Vermont does these audits as part of a weatherization program. We did it a few years ago and found two walls with no insulation and the upstairs door to our attached barn was hollow core and not caulked. They blew in insulation, replaced the door, sealed all over and added insulation in the attic. It dropped our heating needs by almost 1/2 for both oil and wood. In a house 140 years old it's more than worth the money for this kind of service. We estimate savings at more than $1000 a year.

Kate said...

We had one done. Our 140+ year old house did better than we expected - no worse than the average new build, in fact. Not that level of efficiency is fantastic.

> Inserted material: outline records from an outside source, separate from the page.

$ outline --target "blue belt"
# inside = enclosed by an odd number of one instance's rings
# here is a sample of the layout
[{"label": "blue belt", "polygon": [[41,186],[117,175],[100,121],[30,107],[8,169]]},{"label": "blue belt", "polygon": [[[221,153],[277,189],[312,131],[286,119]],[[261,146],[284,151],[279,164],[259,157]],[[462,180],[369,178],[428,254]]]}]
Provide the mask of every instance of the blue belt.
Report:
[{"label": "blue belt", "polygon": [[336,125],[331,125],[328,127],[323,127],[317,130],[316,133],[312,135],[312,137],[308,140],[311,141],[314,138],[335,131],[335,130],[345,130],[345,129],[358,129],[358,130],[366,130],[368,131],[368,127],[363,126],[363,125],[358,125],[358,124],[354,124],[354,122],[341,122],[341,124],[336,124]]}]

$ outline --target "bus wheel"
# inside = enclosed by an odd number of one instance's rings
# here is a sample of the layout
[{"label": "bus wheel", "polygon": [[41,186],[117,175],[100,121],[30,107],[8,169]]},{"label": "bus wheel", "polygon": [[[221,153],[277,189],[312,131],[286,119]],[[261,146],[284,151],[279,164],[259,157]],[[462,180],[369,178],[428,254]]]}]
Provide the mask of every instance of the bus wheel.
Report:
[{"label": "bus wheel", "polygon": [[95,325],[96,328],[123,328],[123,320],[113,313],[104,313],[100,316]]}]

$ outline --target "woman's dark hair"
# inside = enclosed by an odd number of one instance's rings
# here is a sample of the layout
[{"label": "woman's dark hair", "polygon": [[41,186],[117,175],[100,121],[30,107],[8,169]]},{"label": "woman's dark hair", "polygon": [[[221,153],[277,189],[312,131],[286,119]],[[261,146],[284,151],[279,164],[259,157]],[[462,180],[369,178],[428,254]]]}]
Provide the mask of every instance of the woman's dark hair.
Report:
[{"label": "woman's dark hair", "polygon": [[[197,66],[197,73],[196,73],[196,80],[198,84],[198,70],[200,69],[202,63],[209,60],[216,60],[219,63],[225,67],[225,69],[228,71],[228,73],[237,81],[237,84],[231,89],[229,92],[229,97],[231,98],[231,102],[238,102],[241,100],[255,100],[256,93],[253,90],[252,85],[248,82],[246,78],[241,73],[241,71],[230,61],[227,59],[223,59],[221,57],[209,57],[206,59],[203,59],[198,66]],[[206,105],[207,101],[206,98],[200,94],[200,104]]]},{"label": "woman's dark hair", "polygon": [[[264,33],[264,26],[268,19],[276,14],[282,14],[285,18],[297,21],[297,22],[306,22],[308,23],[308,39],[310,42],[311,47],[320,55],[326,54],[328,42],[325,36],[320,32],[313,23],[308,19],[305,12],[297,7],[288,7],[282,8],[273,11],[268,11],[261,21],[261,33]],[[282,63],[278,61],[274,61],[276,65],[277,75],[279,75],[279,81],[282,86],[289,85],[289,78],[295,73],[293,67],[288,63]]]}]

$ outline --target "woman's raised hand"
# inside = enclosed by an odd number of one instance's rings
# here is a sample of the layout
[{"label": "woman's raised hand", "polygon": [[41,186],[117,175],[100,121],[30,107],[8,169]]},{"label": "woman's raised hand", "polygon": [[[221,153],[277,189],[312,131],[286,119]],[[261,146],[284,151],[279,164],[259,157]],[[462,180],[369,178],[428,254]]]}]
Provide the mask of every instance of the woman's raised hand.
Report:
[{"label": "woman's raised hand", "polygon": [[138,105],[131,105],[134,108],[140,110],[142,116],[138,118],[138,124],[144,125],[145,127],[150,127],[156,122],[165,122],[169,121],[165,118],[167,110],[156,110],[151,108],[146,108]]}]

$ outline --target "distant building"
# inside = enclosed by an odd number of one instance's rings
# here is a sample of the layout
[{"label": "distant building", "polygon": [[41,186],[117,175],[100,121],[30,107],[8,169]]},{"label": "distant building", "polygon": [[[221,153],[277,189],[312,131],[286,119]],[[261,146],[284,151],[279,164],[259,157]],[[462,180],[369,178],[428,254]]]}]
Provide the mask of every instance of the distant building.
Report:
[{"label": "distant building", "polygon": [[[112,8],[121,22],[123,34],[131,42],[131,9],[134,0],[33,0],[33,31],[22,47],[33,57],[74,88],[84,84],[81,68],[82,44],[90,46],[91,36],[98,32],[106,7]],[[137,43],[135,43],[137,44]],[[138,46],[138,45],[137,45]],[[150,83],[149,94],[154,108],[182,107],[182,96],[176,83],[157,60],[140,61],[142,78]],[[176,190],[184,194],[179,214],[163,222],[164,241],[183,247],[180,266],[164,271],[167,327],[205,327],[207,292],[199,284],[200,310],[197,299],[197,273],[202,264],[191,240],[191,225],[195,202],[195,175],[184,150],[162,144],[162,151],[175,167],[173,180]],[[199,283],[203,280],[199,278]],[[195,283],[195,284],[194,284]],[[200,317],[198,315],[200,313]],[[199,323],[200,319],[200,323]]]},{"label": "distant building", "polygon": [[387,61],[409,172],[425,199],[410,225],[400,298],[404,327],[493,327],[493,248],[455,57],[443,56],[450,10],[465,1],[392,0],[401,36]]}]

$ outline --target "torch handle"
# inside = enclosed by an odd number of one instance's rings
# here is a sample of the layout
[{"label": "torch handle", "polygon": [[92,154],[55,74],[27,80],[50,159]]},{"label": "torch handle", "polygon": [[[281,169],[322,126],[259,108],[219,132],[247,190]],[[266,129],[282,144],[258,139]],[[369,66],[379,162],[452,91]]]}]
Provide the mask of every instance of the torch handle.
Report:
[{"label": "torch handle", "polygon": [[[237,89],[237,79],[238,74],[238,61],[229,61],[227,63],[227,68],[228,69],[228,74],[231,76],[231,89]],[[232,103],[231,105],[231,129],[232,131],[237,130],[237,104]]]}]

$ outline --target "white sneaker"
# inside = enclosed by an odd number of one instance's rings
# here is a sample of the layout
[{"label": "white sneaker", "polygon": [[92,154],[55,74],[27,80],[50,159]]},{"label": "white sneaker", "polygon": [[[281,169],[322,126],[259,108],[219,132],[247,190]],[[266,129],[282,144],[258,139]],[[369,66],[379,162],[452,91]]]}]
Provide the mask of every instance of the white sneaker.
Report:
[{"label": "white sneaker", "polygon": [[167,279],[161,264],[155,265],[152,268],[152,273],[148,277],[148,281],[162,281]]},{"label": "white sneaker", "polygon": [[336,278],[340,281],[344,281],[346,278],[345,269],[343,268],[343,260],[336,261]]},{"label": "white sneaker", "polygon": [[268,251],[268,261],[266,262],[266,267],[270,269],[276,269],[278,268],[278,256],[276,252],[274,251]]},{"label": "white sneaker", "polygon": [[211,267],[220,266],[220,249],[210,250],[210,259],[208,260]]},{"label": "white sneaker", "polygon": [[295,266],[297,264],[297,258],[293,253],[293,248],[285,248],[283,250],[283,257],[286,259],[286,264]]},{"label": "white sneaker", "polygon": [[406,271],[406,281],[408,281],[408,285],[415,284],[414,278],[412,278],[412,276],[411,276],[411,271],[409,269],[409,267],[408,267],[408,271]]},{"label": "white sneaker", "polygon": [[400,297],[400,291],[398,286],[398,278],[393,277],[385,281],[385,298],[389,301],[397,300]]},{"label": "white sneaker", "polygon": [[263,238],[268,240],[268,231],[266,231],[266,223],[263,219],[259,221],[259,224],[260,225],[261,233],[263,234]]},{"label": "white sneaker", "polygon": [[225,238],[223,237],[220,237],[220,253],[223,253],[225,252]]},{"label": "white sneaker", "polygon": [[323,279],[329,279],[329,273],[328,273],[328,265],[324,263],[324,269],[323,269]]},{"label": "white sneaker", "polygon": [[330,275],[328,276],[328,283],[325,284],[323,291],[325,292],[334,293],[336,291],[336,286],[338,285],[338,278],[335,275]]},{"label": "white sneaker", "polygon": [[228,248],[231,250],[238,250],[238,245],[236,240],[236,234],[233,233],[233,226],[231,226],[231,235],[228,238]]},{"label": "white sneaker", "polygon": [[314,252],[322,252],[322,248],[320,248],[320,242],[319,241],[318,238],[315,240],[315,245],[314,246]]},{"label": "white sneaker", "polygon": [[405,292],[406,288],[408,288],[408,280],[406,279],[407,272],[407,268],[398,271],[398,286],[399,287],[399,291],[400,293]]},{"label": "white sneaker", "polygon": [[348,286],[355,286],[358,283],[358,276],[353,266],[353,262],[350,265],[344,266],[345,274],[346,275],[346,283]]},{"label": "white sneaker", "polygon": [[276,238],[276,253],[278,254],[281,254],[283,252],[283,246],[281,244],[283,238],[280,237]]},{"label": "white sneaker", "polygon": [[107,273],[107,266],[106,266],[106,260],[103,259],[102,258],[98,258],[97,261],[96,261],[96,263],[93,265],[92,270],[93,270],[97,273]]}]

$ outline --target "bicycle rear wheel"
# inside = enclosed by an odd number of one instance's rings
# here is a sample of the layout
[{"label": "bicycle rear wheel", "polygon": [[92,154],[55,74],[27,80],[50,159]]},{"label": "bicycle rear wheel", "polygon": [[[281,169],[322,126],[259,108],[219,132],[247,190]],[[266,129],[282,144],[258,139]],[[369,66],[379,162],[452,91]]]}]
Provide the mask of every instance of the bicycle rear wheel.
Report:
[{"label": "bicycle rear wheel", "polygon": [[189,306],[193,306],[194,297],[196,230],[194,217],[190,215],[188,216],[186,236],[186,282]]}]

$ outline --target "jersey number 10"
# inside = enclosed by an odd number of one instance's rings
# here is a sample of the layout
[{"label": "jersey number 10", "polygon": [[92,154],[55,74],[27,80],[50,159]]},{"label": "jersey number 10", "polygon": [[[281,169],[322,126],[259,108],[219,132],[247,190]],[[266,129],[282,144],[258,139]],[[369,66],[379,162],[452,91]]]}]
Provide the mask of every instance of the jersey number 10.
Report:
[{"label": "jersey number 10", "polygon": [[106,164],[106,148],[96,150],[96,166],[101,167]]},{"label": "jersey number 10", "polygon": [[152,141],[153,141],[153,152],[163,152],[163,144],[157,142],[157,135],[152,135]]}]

The important thing I learned is of more benefit to others than it was to us. If the audit includes a blower door test, then you can take advantage of that by having caulking guns loaded with silicone sealer ready to go. In fact, if you were ambitious you could have a couple of friends over to help. While the blower door is installed and running, you can begin sealing up all the obvious small air leaks on your own. You won't get all of them, but if you're going to pay for efficiency improvements after the audit, addressing the air leaks is going to be one thing you pay for, probably on an hourly basis. So you can save yourself some money by preparing ahead of time and working quickly while that blower door is operating.

K said...

I had one done as part of a energy-efficiency grant (in Canada, so things might be different). It consisted only of the blower door test, and you had to improve your "rating" by so much (they did a second test after you finished your renos/work) to get a government grant that covered things like a new furnace, new windows, insulation, water heaters, etc.

My 83 year-old house was SO bad, the dude thought I had a window open during the test. Needless to say, after pulling down all the walls, insulating the walls and installing a vapour-barrier, and insulating both the attic and crawl-space, the house passed the second test with flying colours :)

After I finish all the renos, it would be interesting to get a "real" audit done, just to see where else I can improve. But, my natural gas bill is now HALF of what it was before insulating!

Olivia said...

Like K, I too am Canadian and we had an audit done about a year and a half ago as part of the energy efficiency program - it was necessary if you were applying for the government grants, as we were. Our house is also 140 years old and we had done many renovations over the years but knew there was still more we could do. As part of the program a follow-up was required and we did very well.

We actually had done quite well at the first audit, considering the age of the house, but we noticed a dramatic improvement after we made the recommended changes. We heat primarily with a wood cookstove - the furnace is used only for keeping the basement at 50F to prevent the concrete walls from freezing and cracking. When we first bought the place, many years ago, we had no furnace and used THREE woodstoves to try and keep the place warm - and even with that it was frequently a losing battle. We had stripped the place down to its bare bones back then - literally - and then began insulating, insulating, insulating.
This is Canada, after all, and we are on the East Coast with its fierce winter gales, so finding all those air leakages is of the utmost importance.

Keelytm said...

When I had a home energy audit done, the thing that impressed me most was the blower door test. I couldn't believe how many leaks we had. No wonder our heating bill was so high in the winter; we couldn't keep the hot air in so we had to crank it. Now that we've had those leaks repaired, I can't wait to see how much we save next winter.

Daniel Bryan said...

I will conduct an audit as well. I will couple it with energy consumption rates and the killowatt bill rate. This is the way to go for energy efficiency leading to tax cuts.